Apr 16, 2012  •  Post A Comment

ABC’s “Titanic” miniseries was an anchor for the Alphabet Network’s Sunday night lineup — and not in a good way — with the final installment airing at 9 p.m. to a last-place 0.9 average rating in viewers 18-49, TVbytheNumbers.com reports. That was hour four of the four-hour series, and if this is the first you’ve heard of it, you’re not alone.

James Hibberd writes of “Titanic” in EW.com: “The four-hour telecast from ‘Downton Abbey’ creator Julian Fellowes launched Saturday night to a rating that about tied rivals airing crime drama repeats. Titanic had 4.1 million viewers and a 0.8 rating on Saturday, and slightly more (4.2 million, 0.9) for its final hour on Sunday. Reviews were pretty soft, with some criticizing the show for over-stuffing with too many characters and soft-peddling the tragedy (somewhere, James Cameron is smirking, ‘See? Not as easy as it looks, is it?’).”

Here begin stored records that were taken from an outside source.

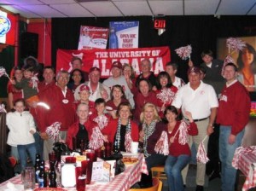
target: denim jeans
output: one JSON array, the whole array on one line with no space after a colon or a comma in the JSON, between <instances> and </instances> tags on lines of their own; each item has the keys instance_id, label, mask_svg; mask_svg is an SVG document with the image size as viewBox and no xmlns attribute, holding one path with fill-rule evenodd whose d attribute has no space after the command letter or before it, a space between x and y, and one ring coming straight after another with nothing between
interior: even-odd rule
<instances>
[{"instance_id":1,"label":"denim jeans","mask_svg":"<svg viewBox=\"0 0 256 191\"><path fill-rule=\"evenodd\" d=\"M41 138L40 135L38 133L33 134L34 139L35 139L35 145L37 148L37 153L40 154L41 159L43 159L43 151L44 151L44 141Z\"/></svg>"},{"instance_id":2,"label":"denim jeans","mask_svg":"<svg viewBox=\"0 0 256 191\"><path fill-rule=\"evenodd\" d=\"M26 151L29 153L29 156L31 157L33 165L35 165L37 153L35 143L33 142L27 145L18 145L17 148L20 155L21 171L23 171L26 166Z\"/></svg>"},{"instance_id":3,"label":"denim jeans","mask_svg":"<svg viewBox=\"0 0 256 191\"><path fill-rule=\"evenodd\" d=\"M221 189L234 191L236 170L232 166L232 160L236 149L241 146L244 130L238 133L234 144L228 142L231 133L230 126L220 125L219 129L219 159L221 161Z\"/></svg>"},{"instance_id":4,"label":"denim jeans","mask_svg":"<svg viewBox=\"0 0 256 191\"><path fill-rule=\"evenodd\" d=\"M181 171L189 164L191 157L181 154L178 157L169 155L166 161L165 172L167 176L169 191L183 191Z\"/></svg>"},{"instance_id":5,"label":"denim jeans","mask_svg":"<svg viewBox=\"0 0 256 191\"><path fill-rule=\"evenodd\" d=\"M159 153L153 153L146 158L147 167L148 175L142 174L141 182L139 184L141 188L152 187L152 173L151 168L157 165L164 165L166 163L166 156Z\"/></svg>"}]
</instances>

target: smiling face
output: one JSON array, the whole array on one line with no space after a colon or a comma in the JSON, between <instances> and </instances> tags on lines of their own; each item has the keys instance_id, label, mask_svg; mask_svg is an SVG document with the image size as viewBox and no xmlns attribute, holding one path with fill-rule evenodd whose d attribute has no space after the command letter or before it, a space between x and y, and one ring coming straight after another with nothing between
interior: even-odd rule
<instances>
[{"instance_id":1,"label":"smiling face","mask_svg":"<svg viewBox=\"0 0 256 191\"><path fill-rule=\"evenodd\" d=\"M144 60L141 63L142 72L148 73L151 70L151 64L148 60Z\"/></svg>"},{"instance_id":2,"label":"smiling face","mask_svg":"<svg viewBox=\"0 0 256 191\"><path fill-rule=\"evenodd\" d=\"M67 84L68 81L69 81L69 74L68 73L61 72L59 74L59 76L57 77L57 84L62 90L64 90L64 88Z\"/></svg>"},{"instance_id":3,"label":"smiling face","mask_svg":"<svg viewBox=\"0 0 256 191\"><path fill-rule=\"evenodd\" d=\"M84 90L79 92L79 96L80 96L81 102L87 101L89 100L90 92L88 90Z\"/></svg>"},{"instance_id":4,"label":"smiling face","mask_svg":"<svg viewBox=\"0 0 256 191\"><path fill-rule=\"evenodd\" d=\"M123 96L123 93L122 93L121 90L119 90L117 87L113 88L112 95L113 95L113 100L120 100Z\"/></svg>"},{"instance_id":5,"label":"smiling face","mask_svg":"<svg viewBox=\"0 0 256 191\"><path fill-rule=\"evenodd\" d=\"M23 75L26 78L29 79L33 76L33 72L28 70L25 70L23 72Z\"/></svg>"},{"instance_id":6,"label":"smiling face","mask_svg":"<svg viewBox=\"0 0 256 191\"><path fill-rule=\"evenodd\" d=\"M15 70L15 79L20 82L23 77L23 73L21 70Z\"/></svg>"},{"instance_id":7,"label":"smiling face","mask_svg":"<svg viewBox=\"0 0 256 191\"><path fill-rule=\"evenodd\" d=\"M105 110L105 103L99 103L96 106L96 110L97 111L98 115L103 113Z\"/></svg>"},{"instance_id":8,"label":"smiling face","mask_svg":"<svg viewBox=\"0 0 256 191\"><path fill-rule=\"evenodd\" d=\"M25 105L24 105L24 102L20 101L17 101L15 103L15 105L14 106L14 108L16 110L16 112L18 113L22 113L25 109Z\"/></svg>"},{"instance_id":9,"label":"smiling face","mask_svg":"<svg viewBox=\"0 0 256 191\"><path fill-rule=\"evenodd\" d=\"M189 81L191 87L198 87L201 83L200 73L190 72L189 74Z\"/></svg>"},{"instance_id":10,"label":"smiling face","mask_svg":"<svg viewBox=\"0 0 256 191\"><path fill-rule=\"evenodd\" d=\"M176 72L177 72L177 70L174 70L173 69L173 67L172 66L167 66L166 67L166 72L170 75L170 77L174 77Z\"/></svg>"},{"instance_id":11,"label":"smiling face","mask_svg":"<svg viewBox=\"0 0 256 191\"><path fill-rule=\"evenodd\" d=\"M154 107L147 107L144 109L143 114L144 114L144 120L147 124L150 124L155 118L154 114L155 111Z\"/></svg>"},{"instance_id":12,"label":"smiling face","mask_svg":"<svg viewBox=\"0 0 256 191\"><path fill-rule=\"evenodd\" d=\"M160 78L160 84L162 88L166 87L168 84L168 78L165 76L161 77Z\"/></svg>"},{"instance_id":13,"label":"smiling face","mask_svg":"<svg viewBox=\"0 0 256 191\"><path fill-rule=\"evenodd\" d=\"M202 60L206 64L210 64L212 61L212 59L213 58L208 55L205 55L205 56L202 57Z\"/></svg>"},{"instance_id":14,"label":"smiling face","mask_svg":"<svg viewBox=\"0 0 256 191\"><path fill-rule=\"evenodd\" d=\"M72 78L75 84L79 84L82 79L82 73L79 71L74 71L72 74Z\"/></svg>"},{"instance_id":15,"label":"smiling face","mask_svg":"<svg viewBox=\"0 0 256 191\"><path fill-rule=\"evenodd\" d=\"M90 82L92 84L98 84L101 78L101 72L99 71L93 71L89 74Z\"/></svg>"},{"instance_id":16,"label":"smiling face","mask_svg":"<svg viewBox=\"0 0 256 191\"><path fill-rule=\"evenodd\" d=\"M241 61L244 66L250 66L253 61L253 54L249 52L247 48L242 49Z\"/></svg>"},{"instance_id":17,"label":"smiling face","mask_svg":"<svg viewBox=\"0 0 256 191\"><path fill-rule=\"evenodd\" d=\"M55 76L55 74L52 69L45 68L44 70L43 77L47 84L51 83L54 80Z\"/></svg>"},{"instance_id":18,"label":"smiling face","mask_svg":"<svg viewBox=\"0 0 256 191\"><path fill-rule=\"evenodd\" d=\"M122 70L118 67L113 67L111 72L113 78L119 78L122 74Z\"/></svg>"},{"instance_id":19,"label":"smiling face","mask_svg":"<svg viewBox=\"0 0 256 191\"><path fill-rule=\"evenodd\" d=\"M72 67L73 67L73 69L74 70L74 69L82 69L82 66L83 66L83 64L82 64L82 62L81 62L81 61L80 60L75 60L75 61L73 61L73 62L72 62Z\"/></svg>"},{"instance_id":20,"label":"smiling face","mask_svg":"<svg viewBox=\"0 0 256 191\"><path fill-rule=\"evenodd\" d=\"M230 83L236 78L237 72L231 66L226 66L224 69L224 77L227 80L227 83Z\"/></svg>"},{"instance_id":21,"label":"smiling face","mask_svg":"<svg viewBox=\"0 0 256 191\"><path fill-rule=\"evenodd\" d=\"M89 115L89 107L87 104L79 105L77 114L79 116L79 120L86 121Z\"/></svg>"},{"instance_id":22,"label":"smiling face","mask_svg":"<svg viewBox=\"0 0 256 191\"><path fill-rule=\"evenodd\" d=\"M166 112L166 118L168 123L172 123L176 121L177 114L168 110Z\"/></svg>"},{"instance_id":23,"label":"smiling face","mask_svg":"<svg viewBox=\"0 0 256 191\"><path fill-rule=\"evenodd\" d=\"M144 80L141 81L140 84L139 84L139 90L140 90L140 92L144 96L147 96L149 93L149 85L148 85L148 84Z\"/></svg>"},{"instance_id":24,"label":"smiling face","mask_svg":"<svg viewBox=\"0 0 256 191\"><path fill-rule=\"evenodd\" d=\"M119 115L121 120L127 120L131 115L130 107L128 106L121 106Z\"/></svg>"},{"instance_id":25,"label":"smiling face","mask_svg":"<svg viewBox=\"0 0 256 191\"><path fill-rule=\"evenodd\" d=\"M127 76L131 77L131 73L132 73L132 71L131 71L131 67L126 66L126 67L124 67L124 69L123 69L124 76L127 75Z\"/></svg>"}]
</instances>

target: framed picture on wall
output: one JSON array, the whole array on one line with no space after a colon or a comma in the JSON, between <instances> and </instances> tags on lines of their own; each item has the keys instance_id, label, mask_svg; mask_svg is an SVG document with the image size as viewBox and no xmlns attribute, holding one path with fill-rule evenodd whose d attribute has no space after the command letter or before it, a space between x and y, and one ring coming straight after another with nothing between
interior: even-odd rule
<instances>
[{"instance_id":1,"label":"framed picture on wall","mask_svg":"<svg viewBox=\"0 0 256 191\"><path fill-rule=\"evenodd\" d=\"M238 80L250 92L256 91L256 37L238 37L246 43L246 47L237 52L230 53L235 64L238 67ZM226 46L227 38L218 38L217 42L217 55L224 60L229 55Z\"/></svg>"}]
</instances>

On Sunday night, “Titanic’s” final scramble for the lifeboats helped sink another show, ABC’s new drama “GCB,” which followed at 10 p.m. with a 1.5 in 18-49, a series low and a decline of 21% from last week.

For what it’s worth, CBS eked out a narrow win for prime time in the 18-49 demo, averaging a 1.8 rating to Fox’s 1.7, NBC’s 1.6 and ABC’s 1.3. The margin was greater in total viewers, where CBS finished prime time Sunday night with an average of 9.7 million to 6.5 million for NBC, 4.8 million for ABC and 3.8 million for Fox.

But CBS probably wasn’t feeling like celebrating the win, as the series premiere of “NYC 22” at 10 p.m. managed only a 1.5 average rating in 18-49 — tied with ABC’s poor showing for “GCB.” The CBS show did have a sizable margin over its ABC competitor in total viewers, 8.9 million to 4.5 million.

2 Comments

  1. They launched a miniseries on a Saturday night? When the networks have all but abandoned the night for the past 20 years?
    Frankly, I’m surprised they got THAT many viewers, considering I never saw an ad for the project anywhere. Clearly, they threw this program away…

  2. And there was like zero publicity for the “event.” ABC must have decided that it wasn’t worth their time, so they exiled it to the Saturday graveyard. If they had cared for it at all, don’t you think that they would have aired it in two successive two-hour blocks?
    Actually, this is the sort of programming that should have made it to A&E or PBS.